Saking sebalnya pada Budi, Vanilia jadi lupa soal kuis itu sendiri. Dia juga lupa kalau di ruangan ini dia gak sendirian. Ada Nureka. Saking pusingnya memikirkan jawaban, ia juga gak sadar kalau Nureka sudah bangkit dari kursinya dan berdiri tepat di depan Vanilia.

Gadis itu mendongak dan mendapati salah satu alisnya naik ke atas. Lengan kemeja hitam pria itu telah dilipat hingga ke siku. Sepertinya warna favorit Nureka hitam, deh. Selama ini Vanilia tidak pernah melihat dosennya itu memakai warna kemeja lain selain hitam. Mungkin beli satu gratis sepuluh. Entahlah.
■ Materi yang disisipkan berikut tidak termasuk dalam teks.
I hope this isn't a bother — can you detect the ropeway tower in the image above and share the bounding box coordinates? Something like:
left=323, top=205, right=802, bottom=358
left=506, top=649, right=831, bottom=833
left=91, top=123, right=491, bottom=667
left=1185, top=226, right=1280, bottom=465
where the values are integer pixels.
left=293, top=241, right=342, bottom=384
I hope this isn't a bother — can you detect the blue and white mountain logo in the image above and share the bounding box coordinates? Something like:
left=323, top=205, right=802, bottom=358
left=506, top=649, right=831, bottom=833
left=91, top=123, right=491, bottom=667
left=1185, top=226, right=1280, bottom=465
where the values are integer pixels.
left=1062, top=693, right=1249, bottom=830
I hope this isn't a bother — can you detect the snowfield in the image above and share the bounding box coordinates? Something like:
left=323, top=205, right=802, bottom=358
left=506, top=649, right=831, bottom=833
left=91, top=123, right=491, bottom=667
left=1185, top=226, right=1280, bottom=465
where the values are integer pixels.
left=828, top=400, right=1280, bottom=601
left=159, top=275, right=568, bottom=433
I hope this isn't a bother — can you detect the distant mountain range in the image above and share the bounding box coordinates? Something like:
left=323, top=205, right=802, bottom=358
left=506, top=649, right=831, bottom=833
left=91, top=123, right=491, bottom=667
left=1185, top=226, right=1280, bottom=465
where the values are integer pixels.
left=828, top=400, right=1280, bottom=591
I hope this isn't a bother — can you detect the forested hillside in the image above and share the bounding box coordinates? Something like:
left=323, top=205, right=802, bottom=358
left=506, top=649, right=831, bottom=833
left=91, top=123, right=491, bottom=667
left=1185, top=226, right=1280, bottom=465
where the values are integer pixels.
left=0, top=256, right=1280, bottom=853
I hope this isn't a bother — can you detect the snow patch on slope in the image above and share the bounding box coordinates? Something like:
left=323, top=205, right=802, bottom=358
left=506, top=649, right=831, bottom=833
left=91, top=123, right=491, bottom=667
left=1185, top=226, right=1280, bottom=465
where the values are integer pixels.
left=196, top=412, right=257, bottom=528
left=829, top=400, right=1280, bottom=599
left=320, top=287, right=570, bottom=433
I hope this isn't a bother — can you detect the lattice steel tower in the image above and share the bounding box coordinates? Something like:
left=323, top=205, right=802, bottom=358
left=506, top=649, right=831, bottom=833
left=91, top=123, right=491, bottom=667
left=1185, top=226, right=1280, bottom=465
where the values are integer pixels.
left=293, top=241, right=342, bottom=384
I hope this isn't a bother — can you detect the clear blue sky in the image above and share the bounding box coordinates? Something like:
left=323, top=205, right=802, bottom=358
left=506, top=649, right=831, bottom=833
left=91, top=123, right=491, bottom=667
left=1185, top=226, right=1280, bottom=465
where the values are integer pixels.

"Sampai kapan kamu mau kosongin itu kertas, hm? Kamu memang tidak berniat untuk menjawab, ya? Kalau gitu kumpulkan saja sekarang daripada buang-buang waktu!"

"Jangan Pak!!!" cegah Vanilia panik. "Bapak sendiri bilang waktu pengerjaannya empat puluh lima menit. Saya masih punya waktu tiga puluh menit loh, Pak! Saya lagi mikirin jawabannya."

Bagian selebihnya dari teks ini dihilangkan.